Bispo faz críticas a projeto de ACM

RICARDO MIRANDA
Coordenador de Política da Sucursal de Brasília

Dom Demétrio Valentini, 59, um dos mais influentes bispos da Pastoral Social da CNBB (Conferência Nacional dos Bispos do Brasil), disse ontem à Folha que não gostaria que a entidade integrasse a Comissão Permanente do Conselho Federal de Combate à Pobreza -proposta em projeto pelo senador Antonio Carlos Magalhães (PFL-BA).
D. Demétrio presidiu durante oito anos a Pastoral Social da CNBB. "A gente não gostaria de compor uma comissão onde o PFL dá as cartas", disse d. Demétrio, bispo de Jales (SP) e presidente da Caritas Brasileira, organismo ligado à CNBB com atuação junto a comunidades carentes. "A Pastoral Social da CNBB não aceita ser cooptada. Não vamos assinar nenhum cheque em branco."
A comissão administraria os recursos do Fundo de Combate e Erradicação da Pobreza, proposto anteontem por ACM, para "erradicar a pobreza" no Brasil até o ano 2010. A proposta de ACM prevê aumento de impostos para abastecer o fundo.

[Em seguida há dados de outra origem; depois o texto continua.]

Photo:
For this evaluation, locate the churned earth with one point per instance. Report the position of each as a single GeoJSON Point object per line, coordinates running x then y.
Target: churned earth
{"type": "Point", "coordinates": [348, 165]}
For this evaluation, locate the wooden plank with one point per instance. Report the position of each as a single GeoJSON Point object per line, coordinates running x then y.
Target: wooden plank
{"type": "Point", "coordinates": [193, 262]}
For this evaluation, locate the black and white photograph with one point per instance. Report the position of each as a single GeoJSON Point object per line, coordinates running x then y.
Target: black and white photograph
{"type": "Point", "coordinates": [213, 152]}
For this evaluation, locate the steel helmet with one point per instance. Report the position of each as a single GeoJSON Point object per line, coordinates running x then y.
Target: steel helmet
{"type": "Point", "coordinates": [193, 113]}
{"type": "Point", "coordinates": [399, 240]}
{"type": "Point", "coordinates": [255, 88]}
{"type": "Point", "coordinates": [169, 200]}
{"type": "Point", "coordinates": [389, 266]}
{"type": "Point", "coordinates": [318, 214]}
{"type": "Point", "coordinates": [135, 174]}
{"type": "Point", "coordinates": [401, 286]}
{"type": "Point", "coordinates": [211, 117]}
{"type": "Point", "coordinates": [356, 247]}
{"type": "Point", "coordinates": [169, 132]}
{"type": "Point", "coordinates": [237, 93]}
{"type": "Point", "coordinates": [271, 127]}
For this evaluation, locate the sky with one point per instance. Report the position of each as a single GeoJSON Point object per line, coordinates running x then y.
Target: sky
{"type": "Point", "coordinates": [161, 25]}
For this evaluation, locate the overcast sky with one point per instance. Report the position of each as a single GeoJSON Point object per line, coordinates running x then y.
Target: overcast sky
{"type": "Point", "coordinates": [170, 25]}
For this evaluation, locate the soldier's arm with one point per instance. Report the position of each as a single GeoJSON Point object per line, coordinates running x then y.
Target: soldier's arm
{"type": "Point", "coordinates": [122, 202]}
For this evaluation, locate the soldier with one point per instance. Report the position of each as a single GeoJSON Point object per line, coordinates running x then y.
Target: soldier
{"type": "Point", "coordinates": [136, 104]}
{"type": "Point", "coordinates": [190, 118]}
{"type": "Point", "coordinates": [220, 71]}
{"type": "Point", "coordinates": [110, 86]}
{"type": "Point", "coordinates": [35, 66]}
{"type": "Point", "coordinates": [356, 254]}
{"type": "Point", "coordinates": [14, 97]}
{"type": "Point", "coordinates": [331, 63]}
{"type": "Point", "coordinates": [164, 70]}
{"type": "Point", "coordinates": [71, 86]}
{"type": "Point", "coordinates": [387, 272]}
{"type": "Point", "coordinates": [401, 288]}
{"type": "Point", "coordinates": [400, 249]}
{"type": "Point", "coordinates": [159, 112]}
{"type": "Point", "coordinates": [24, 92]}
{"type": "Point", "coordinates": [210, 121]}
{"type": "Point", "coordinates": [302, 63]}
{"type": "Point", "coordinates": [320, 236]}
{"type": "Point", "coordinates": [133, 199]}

Além da CNBB, a comissão teria entre seus membros permanentes o vice-presidente, Marco Maciel, o vice-presidente da Câmara, Heráclito Fortes (PI), o vice-presidente do TCU (Tribunal de Contas da União), Humberto Souto, e o vice-presidente do Senado, Geraldo Melo (PSDB-RN). Os três primeiros são ligados ao PFL, partido de ACM.
D. Demétrio reconheceu que o combate à pobreza deve ser uma prioridade, mas discute a origem da proposta.
"É uma coisa estranha a procedência da proposta. Foi a mesma pessoa que defendeu o privilégio escancarado para uma multinacional (Ford) se instalar no seu Estado (Bahia). A gente fica se perguntando se esse súbito interesse em combater a pobreza não é uma cortina de fumaça para interesses eleitorais", disse ele.
O bispo disse que não adianta querer acabar com a pobreza fazendo leis. "Pobreza não se resolve com projetos, mas com opções profundas de governo. E a opção do atual governo, abrindo o país aos interesses das multinacionais e dos especuladores, provocou o agravamento da pobreza. Governo este que tem no senador (ACM) um dos seus maiores suportes."
De acordo com d. Demétrio, a CNBB está disposta a discutir a proposta e a ajudar a melhorá-la desde que seja feita "uma confissão pública do senador de que é preciso rever as prioridades assumidas pelo atual governo". D. Demétrio defendeu uma reforma fiscal "urgente" para que os pobres não sejam mais onerados.
"É para acabar com a pobreza? Então vamos colocar as cartas na mesa. Não aceitamos misturar interesses eleitorais na discussão", disse. ACM não foi localizado ontem para comentar as afirmações.
O vice-presidente do TCU, Humberto Souto, disse ontem que o fundo antipobreza idealizado por ACM precisaria ter uma fiscalização "rígida e absoluta" para que seus recursos não se percam "na burocracia e na corrupção brasileiras".
"Devemos aproveitar a idéia e a força política do seu líder (ACM) e criar um conselho independente, capaz de impedir que seus recursos se percam na burocracia e na corrupção."
Já o senador Geraldo Melo disse que a proposta de ACM, que ainda não leu, é "o ponto de partida". "A proposta é instigante e abre uma discussão que está tardando no país", disse.